Highlights from the Chancellor George Osborne's Autumn Statement yesterday.

Note that the full list of draft legislation destined for the 2013 Finance Act will not be released by HMRC until 11 December.

Highlights of the Autumn Statement

Britain is on the right track, deficit down by a quarter, exports doubled since 2009, since 2010 1.2 million new jobs in private sector. Update of the debt reduction plan: it is taking longer than we thought, and we are now looking at four years instead of four.

Tax - new measures

Rates and allowances thresholds:

  • Personal tax allowance £9,440 and basic rate limit £32,010 from 2013/14
  • Higher rate threshold is not going to be aligned with inflation and will increase by 1% so that higher rate tax will not be paid until income is above £41,865 in 2014/15  and £42,285 in 2015/16
  • CGT annual exemption £11,100 in 2015/16
  • IHT threshold £329,000 in 2015/16
  • Corporation tax main rate to be cut by 1% to 21% in 2014.
  • AIA investment limit raised to £200,000 from 1 January 2013
  • Disincorporation relief from April 2013

The new Employee Share Ownership Scheme is confirmed as being introduced next year

A "simpler" tax accounting system is to be introduced for unincorporated businesses

Proposals for "the taxation of controlling persons" has been dropped - HMRC already has IR35.

Small business rate relief

  • Extended until April 2014
  • Empty property rate relief extended
  • Fuel multiplier

  • 3p fuel tax in January 2013 cancelled

Tax avoidance

  • "Loopholes" - including an income tax relief at source on patents being closed with immediate effect
  • Prosecutions for tax evasion up 80%
  • More resources to HMRC ensure that multi-nationals pay the right amount of tax through transfer pricing and work with OECD to ensure that companies cannot transfer profits to tax havens
  • Anti-avoidance legislation for new SDLT measures

There will not be a new tax on expensive homes

Pensions and investments

  • From 2014/15 the pensions lifetime allowances reduced to £1.25 million, annual investment limit to £40 million
  • ISA limit £11,520
  • AIM investments will be able to be held in stocks and shares ISAs
  • Pension drawdown limit on retirement raised to 120%
  • A 2.5% rise in basic rate pension

Other measures

  • A cap on benefits and increased measures to reduce fraud and errors in the tax credit system
  • In general benefits uprated from 2014/5 by 1% pending measures already introduced
  • New legislation on uprating benefits
  • Out of work benefits uprated by 1%
  • Public sector pay to rise by 1%
  • Local housing rates to be capped from 2014

The economy in general

Plans re-confirmed to reduce deficit and encourage investment in UK with new support for business and enterprise.

Growth forecast from the Office of Budget Responsibility at -0.01% this year, rising to 2% next year and looking positive thereafter. Contraction in 2008-2009 estimated at 6%; the largest since Second World War.
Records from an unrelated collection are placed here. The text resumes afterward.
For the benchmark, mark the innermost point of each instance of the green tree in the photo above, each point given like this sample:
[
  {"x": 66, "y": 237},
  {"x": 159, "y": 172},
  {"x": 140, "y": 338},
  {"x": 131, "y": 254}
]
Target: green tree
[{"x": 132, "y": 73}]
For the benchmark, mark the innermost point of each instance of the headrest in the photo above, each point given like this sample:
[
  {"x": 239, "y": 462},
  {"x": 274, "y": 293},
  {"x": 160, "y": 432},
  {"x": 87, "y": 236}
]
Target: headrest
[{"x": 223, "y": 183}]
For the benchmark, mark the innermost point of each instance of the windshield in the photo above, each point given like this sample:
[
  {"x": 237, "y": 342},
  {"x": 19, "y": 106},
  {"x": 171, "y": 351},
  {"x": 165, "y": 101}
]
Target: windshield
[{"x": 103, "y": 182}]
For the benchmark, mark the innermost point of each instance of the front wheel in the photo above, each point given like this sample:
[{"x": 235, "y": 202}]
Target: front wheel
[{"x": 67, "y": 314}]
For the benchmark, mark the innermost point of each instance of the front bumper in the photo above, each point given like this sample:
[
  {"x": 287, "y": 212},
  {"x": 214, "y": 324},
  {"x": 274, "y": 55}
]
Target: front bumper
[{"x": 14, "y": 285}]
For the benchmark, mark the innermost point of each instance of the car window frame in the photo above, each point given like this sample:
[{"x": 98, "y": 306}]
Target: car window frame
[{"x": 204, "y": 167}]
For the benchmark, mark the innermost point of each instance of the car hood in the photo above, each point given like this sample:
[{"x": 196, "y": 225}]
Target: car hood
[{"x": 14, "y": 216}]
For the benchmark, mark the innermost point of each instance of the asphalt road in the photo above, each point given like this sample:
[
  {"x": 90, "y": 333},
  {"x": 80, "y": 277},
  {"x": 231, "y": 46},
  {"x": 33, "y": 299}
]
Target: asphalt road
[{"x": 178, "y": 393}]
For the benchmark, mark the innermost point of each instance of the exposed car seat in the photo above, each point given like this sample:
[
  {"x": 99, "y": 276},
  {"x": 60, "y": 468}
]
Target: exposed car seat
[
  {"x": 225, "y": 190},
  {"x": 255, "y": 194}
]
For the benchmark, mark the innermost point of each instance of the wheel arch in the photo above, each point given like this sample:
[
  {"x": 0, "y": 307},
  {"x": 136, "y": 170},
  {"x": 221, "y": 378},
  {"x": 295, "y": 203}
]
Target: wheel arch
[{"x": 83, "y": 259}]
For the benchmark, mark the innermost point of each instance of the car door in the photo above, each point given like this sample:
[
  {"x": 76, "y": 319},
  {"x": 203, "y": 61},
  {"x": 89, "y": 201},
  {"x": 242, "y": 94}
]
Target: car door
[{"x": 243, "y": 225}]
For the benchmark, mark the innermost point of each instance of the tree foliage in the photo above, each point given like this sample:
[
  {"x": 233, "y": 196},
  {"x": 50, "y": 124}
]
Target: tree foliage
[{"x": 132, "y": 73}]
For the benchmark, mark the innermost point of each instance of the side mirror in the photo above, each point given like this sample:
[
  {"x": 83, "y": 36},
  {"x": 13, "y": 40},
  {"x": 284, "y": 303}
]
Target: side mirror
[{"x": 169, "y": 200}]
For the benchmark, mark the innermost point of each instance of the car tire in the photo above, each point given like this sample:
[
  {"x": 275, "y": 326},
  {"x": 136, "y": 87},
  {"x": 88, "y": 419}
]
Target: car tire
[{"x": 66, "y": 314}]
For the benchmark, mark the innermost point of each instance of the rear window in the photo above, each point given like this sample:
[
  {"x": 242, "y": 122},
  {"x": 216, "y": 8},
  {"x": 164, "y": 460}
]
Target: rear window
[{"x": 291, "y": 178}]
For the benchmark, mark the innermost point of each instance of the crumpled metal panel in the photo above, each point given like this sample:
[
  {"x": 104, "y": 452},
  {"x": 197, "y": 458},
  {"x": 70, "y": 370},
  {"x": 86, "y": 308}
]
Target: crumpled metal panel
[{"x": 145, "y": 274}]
Unemployment expected to peak at 8.3%.

The Royal Mail pension fund is added to the UK's balance sheet, and the cost of the Bradford and Bingley bailout written off.

From the Bank of England "excess cash" is being passed to the Government under an asset purchase plan.
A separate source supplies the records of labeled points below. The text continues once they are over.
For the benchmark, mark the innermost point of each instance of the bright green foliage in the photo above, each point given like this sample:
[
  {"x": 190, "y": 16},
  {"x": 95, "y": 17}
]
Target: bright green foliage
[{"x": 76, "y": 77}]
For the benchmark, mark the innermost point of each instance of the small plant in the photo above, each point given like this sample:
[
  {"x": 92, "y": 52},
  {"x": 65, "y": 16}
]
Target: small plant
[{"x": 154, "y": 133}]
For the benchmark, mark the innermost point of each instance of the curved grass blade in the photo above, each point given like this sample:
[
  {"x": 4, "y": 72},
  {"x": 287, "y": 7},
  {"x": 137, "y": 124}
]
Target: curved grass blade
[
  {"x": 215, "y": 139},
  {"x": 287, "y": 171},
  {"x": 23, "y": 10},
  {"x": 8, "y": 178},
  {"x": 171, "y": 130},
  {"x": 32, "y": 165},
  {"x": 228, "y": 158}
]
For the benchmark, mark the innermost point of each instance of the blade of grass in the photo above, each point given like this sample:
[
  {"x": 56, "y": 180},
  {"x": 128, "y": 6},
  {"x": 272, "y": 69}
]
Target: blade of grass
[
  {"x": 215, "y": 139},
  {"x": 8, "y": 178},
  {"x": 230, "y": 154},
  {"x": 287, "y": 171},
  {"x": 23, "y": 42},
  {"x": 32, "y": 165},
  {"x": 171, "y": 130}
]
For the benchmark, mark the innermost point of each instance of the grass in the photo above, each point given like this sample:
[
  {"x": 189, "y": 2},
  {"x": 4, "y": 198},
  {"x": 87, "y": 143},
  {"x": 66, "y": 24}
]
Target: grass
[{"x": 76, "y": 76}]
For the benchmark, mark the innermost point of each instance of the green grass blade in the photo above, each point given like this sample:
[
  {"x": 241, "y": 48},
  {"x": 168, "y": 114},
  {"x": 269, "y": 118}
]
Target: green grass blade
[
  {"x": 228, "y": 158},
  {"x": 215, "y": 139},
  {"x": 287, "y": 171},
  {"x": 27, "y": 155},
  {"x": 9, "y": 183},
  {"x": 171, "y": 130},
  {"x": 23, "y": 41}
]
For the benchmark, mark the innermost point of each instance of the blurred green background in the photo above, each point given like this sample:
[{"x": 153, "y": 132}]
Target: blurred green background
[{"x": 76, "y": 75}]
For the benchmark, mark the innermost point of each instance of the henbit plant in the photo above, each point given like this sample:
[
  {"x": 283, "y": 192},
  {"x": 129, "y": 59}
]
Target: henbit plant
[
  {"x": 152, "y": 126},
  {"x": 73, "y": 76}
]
Government departments are required to make an extra 1% saving.

UK to continue to make a .7% contribution in international aid.

£5 billion reinvestment plan, so public investment as a share of GDP higher than under previous government:

  • £1 billion to roads
  • £1 billion loan to extend underground east
  • Broadband to countryside, super-fast to small "cities"
  • £1 billion to free schools and academies
  • Details of the replacement to the "discredited" PFI


Mr Osborne was very careful not to talk in any detail about the taxation of multinationals - a significant ommission given the media attention and the House of Common's Public Accounts Committee's interest  in those companies such as the Starbucks, Googles and Amazons questioned by MPs in November, which set up HQs in low tax jurisdications such as Luxembourg. He is keen to show that "Britain is open for business" but as benefits are cut and the pressure grows on individuals to pay their way it is easy to see that that the government are going to have to face up to the fact that there is a growing wave of resentment against those companies and individuals who are too big to bother about being taxed in Britain.